A roof-ventilator turbine could still be useful for charging a battery to run minor stuff occasionally, like a radio and a small light in a shed somewhere where the wind blows but the sun doesn't shine much. Or as a supplemental charger for a system that has a solar panel as well. Plus, you could still use it as a roof ventilator.
There's a reason why you don't see a lot of vertical turbines, though. Yes, they're simple - most importantly, you don't need a mechanism to make them face into the wind, and power take-off is very easy when you've got a simple vertical shaft to work with - but they just don't work very well. This is not just because they don't suck as much energy out of the air as a propeller-type turbine does (see also: Paddle-Wheels, And Why We Don't Use A Lot Of Them Any More), but also because they usually don't turn fast enough.
Slow-turning turbines can be good if you want to direct-drive a pump or something, but generators usually want more RPM, and gearing up a wind turbine is a great way to make it stall.
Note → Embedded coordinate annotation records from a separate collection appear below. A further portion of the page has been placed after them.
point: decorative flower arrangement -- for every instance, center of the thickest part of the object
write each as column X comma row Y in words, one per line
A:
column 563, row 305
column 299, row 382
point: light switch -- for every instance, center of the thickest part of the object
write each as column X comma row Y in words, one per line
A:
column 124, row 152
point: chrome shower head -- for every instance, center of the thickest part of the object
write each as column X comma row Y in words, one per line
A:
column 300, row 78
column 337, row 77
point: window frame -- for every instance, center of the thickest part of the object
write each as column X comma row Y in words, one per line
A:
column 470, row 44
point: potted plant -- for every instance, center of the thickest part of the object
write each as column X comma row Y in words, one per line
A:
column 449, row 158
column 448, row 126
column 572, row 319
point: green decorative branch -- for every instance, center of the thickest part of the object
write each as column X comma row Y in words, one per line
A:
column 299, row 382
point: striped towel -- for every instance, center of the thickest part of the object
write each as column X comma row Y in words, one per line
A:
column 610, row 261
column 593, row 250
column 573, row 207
There are other vertical turbine designs that're very quick to make and have a lot more blade area for the wind to push on. The "Savonius" versions made from oil drums cut in half (technically, roof ventilators are a multi-bladed Savonius turbine) are the price/performance winners for small jobs, I think. But the world is not short of other ideas.
There are also commercial vertical turbine designs, the domestic-sized versions of which have a tendency to be scams.